2011. december 25., vasárnap

Führerstaat Ungarn - Kommentar - Die Welt




Führerstaat Ungarn

In Ungarn kann man beobachten, wie schnell eine Demokratie sich selbst zerstört. Die regierende Fidesz-Partei unter Victor Orban ist offenbar entschlossen, via Zweidrittelmehrheit die Macht, einmal errungen, lange nicht mehr aus der Hand zu geben. Es ist, als sei der Film in den autoritären, antisemitischen 1930er Jahren stehen geblieben und komme nun wieder ins Laufen.
v1.jpg (577×577)
Das neue Mediengesetz, in der Nacht zum Dienstag durch das Parlament gebracht und schon lange zuvor durch zweckmäßige Spitzen- und Spezibesetzung der Apparate vorbereitet, gibt der neuen Nationalen Medien- und Telekommunikationsbehörde weitgreifende antidemokratische Vollmachten. Von Zensur über Beschlagnahme von Dokumenten bis hin zum materiellen Ruin unliebsamer Medien gehört alles dazu, was sich ein autoritäres Regime wünschen mag. Es ist ein Ministerium für Meinungssteuerung und Lobpreis der Macht. Die Spitzenbesetzung besteht aus Parteigängern und Günstlingen des Premiers Victor Orban.
War Österreichs Haider-Zwischenspiel noch Operette, so ist, was sich in Ungarn abspielt, Tragödie. Im Falle Österreich nahm die Europäische Union noch Anstoß und strafte die Alpenrepublik durch Versetzung in die Strafecke. Im Falle Ungarn passiert gar nichts, obwohl der Weg in den autoritären Staat vorgezeichnet ist und wahrhaftig nicht über Nacht begann. Die Freiheit, die Ungarn vor zwei Jahrzehnten für sich und andere errang, geht dahin.
Das Mediengesetz ist entscheidender Teil einer Strategie der Machtgewinnung und -sicherung.
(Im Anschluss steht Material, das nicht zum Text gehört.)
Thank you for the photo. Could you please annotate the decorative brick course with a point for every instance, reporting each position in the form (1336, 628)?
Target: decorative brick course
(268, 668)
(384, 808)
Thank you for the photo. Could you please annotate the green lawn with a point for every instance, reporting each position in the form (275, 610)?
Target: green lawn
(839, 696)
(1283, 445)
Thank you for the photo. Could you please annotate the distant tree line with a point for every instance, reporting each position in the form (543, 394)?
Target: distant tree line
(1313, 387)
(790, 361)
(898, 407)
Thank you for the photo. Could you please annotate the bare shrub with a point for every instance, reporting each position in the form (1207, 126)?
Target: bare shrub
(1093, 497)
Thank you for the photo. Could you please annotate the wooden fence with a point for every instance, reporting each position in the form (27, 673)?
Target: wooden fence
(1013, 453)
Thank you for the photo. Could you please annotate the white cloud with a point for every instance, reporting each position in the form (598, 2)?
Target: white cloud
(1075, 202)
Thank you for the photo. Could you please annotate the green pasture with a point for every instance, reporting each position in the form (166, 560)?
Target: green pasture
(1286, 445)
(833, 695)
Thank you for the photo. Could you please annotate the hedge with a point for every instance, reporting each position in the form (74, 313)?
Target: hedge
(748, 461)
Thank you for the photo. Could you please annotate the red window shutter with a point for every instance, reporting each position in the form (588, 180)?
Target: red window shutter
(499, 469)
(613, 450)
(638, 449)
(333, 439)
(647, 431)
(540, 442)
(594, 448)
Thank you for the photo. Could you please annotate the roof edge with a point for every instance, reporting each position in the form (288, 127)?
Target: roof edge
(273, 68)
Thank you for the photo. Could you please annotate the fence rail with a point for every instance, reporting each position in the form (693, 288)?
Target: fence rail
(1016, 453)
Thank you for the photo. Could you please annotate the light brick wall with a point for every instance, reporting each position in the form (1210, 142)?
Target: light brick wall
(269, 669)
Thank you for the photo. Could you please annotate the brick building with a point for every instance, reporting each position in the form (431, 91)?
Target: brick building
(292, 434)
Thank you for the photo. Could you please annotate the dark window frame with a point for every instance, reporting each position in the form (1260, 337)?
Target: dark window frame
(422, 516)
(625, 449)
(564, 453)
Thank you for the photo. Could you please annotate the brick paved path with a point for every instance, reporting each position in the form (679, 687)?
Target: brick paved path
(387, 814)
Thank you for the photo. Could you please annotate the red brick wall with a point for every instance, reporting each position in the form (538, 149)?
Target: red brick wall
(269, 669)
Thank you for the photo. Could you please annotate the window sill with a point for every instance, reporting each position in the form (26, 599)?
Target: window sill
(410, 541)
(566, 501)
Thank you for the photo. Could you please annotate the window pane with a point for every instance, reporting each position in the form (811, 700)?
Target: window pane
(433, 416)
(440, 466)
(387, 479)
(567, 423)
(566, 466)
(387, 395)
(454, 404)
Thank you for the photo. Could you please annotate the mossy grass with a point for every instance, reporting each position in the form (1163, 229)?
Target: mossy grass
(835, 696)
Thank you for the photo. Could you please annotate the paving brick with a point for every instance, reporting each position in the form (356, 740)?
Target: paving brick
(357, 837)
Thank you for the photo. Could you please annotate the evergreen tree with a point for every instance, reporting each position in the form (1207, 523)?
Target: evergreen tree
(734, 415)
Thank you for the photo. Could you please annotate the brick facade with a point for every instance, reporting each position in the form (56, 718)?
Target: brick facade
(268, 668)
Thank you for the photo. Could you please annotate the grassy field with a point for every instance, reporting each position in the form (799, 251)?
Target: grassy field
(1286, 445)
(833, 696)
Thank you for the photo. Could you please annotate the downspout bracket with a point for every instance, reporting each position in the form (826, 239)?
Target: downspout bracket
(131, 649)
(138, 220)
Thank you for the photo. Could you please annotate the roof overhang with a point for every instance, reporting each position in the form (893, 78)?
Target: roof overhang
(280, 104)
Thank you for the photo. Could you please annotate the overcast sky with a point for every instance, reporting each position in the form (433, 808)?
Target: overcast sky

Alle 1989/90 eingebauten - und vor dem Eintritt in die Europäische Union gewissermaßen TÜV-geprüften - demokratischen Sicherungen und verfassungsmäßigen Grenzen der Macht werden aus dem Weg geräumt: "Blitzartig", wie Paul Lendvai, der österreichisch-ungarische Kenner der Verhältnisse in dieser Zeitung noch unlängst warnte.
Ungarn ist nicht ohne Schaden an Leib und Seele von der Finanzkrise getroffen worden. Man hatte, Ungarn nicht allein, sich nach 1990 einen guten Tag gemacht, alles auf Kredit in Hartwährung, auf kritische Auseinandersetzung mit dem gulaschkommunistischen System verzichtet, die alten Wunden von 1919 aufgerissen, als der Friede von Trianon von der ungarischen Reichshälfte nur noch Fragmente zurückließ - überwölbt durch Ressentiments gegen West und Ost, Juden und Zigeuner.
Geschichte wiederholt sich nicht - es sei denn doch. Was in Ungarn entsteht, ist der Führerstaat des Victor Orban, skrupellos und machtbewusst. Wie György Konrad einmal bemerkte: "An den Rändern Europas kichert der Wahnsinn."